The second issue centers on the proper use of other-crimes evidence under N.J.R.E. 404(b). Like the Appellate Division, we conclude that a defendant's invocation of the so-called vendetta defense does not permit the prosecutor to bolster the credibility of a sex abuse victim by adducing evidence of another molestation. To be sure, such evidence could be offered to negate accident; to establish motive, pattern, or design; or for a myriad of other legitimate reasons under the rule.
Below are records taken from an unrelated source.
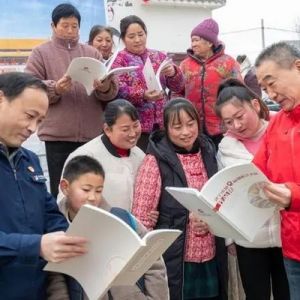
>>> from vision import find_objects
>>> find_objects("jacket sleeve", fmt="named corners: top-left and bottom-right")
top-left (224, 56), bottom-right (244, 82)
top-left (112, 53), bottom-right (146, 105)
top-left (25, 48), bottom-right (61, 104)
top-left (46, 272), bottom-right (70, 300)
top-left (137, 222), bottom-right (169, 300)
top-left (286, 182), bottom-right (300, 212)
top-left (93, 76), bottom-right (119, 102)
top-left (170, 61), bottom-right (185, 99)
top-left (132, 155), bottom-right (161, 229)
top-left (0, 231), bottom-right (42, 266)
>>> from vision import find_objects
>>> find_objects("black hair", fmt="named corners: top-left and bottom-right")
top-left (164, 97), bottom-right (200, 132)
top-left (255, 42), bottom-right (300, 69)
top-left (52, 3), bottom-right (81, 27)
top-left (62, 155), bottom-right (105, 183)
top-left (88, 25), bottom-right (120, 45)
top-left (215, 78), bottom-right (269, 120)
top-left (236, 54), bottom-right (247, 64)
top-left (0, 72), bottom-right (47, 101)
top-left (120, 15), bottom-right (147, 40)
top-left (88, 25), bottom-right (113, 45)
top-left (104, 99), bottom-right (139, 127)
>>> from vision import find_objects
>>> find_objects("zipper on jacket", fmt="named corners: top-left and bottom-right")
top-left (291, 127), bottom-right (296, 180)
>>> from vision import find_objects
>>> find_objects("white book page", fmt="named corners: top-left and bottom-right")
top-left (143, 57), bottom-right (162, 91)
top-left (113, 229), bottom-right (181, 286)
top-left (201, 163), bottom-right (277, 240)
top-left (45, 205), bottom-right (143, 299)
top-left (66, 57), bottom-right (107, 95)
top-left (156, 57), bottom-right (173, 91)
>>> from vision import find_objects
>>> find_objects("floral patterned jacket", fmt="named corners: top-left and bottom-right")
top-left (180, 44), bottom-right (242, 136)
top-left (112, 49), bottom-right (184, 133)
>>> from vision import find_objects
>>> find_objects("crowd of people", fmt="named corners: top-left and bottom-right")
top-left (0, 3), bottom-right (300, 300)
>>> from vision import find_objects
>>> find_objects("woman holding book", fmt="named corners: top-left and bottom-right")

What is interdicted is its admission to show that because the defendant committed a bad act before, he is likely to have committed one again, thus making the victim's story more believable.

I.

Defendant Peter Scott was indicted in the Superior Court of Passaic County for first-degree aggravated sexual assault, contrary to N.J.S.A. 2C:14-2(a)(1) (Count One); second-degree sexual assault, contrary to N.J.S.A. 2C:14-2(b) (Count Two); and second-degree endangering the welfare of a child, contrary to N.J.S.A. 2C:24-4(a) (Count Three), all allegedly perpetrated on his stepdaughter, Katie Jones.*fn1

Prior to trial, a preliminary hearing pursuant to N.J.R.E. 104(a) was held to determine whether Giselle Henriquez, a child interview specialist with the Passaic County Prosecutor's Office, could testify regarding statements made to her by Katie. At the hearing, Henriquez, who interviewed Katie on April 24, 2003, described Katie's statements to her as follows:

[Katie] referenced an incident where [defendant] put a pillow over her head. She was laying on the bed. He turned her over. He -- these again were his -- her words. And he put a pillow over her head because she was trying to call her brother or something to that degree. . . . .

She was very specific in saying he turned her -- she was on her back, to -- so, she --he turned her onto her stomach.

He put his private, which she referred to as his private in her butt. [The second time] was pretty much the same. Him putting his private in her butt.

He pulled -- he pulled it out and yellow stuff came out . . . either he urinated or ejaculated.

On the third incident, I think that was the one that she describes where he not only put his private in her butt but also in her front part, I think she uses -- she refers to her vagina? . . . [a]nd put his private into her -- into her front part.

Henriquez testified that she had extensive experience interviewing child sex abuse victims and had been well-trained in interview techniques. According to Henriquez, she "stressed the importance of telling the truth," and Katie agreed to do so. Henriquez testified that she did not promise Katie anything during the interview, that she never suggested any answers to her, and that Katie was the one who first brought up defendant's name.

The judge held that Katie's statements to Henriquez were admissible under the tender years exception to the hearsay rule, N.J.R.E. 803(c)(27). In ruling, the judge found that the interview was not suggestive and that there was a probability that the statements were trustworthy.

The State then moved, pre-trial, pursuant to N.J.R.E. 404(b), to adduce evidence of defendant's "other crime," namely, an allegation that defendant had sexually abused a three-year-old boy, I.B., in 1997, while defendant was a resident at a halfway house.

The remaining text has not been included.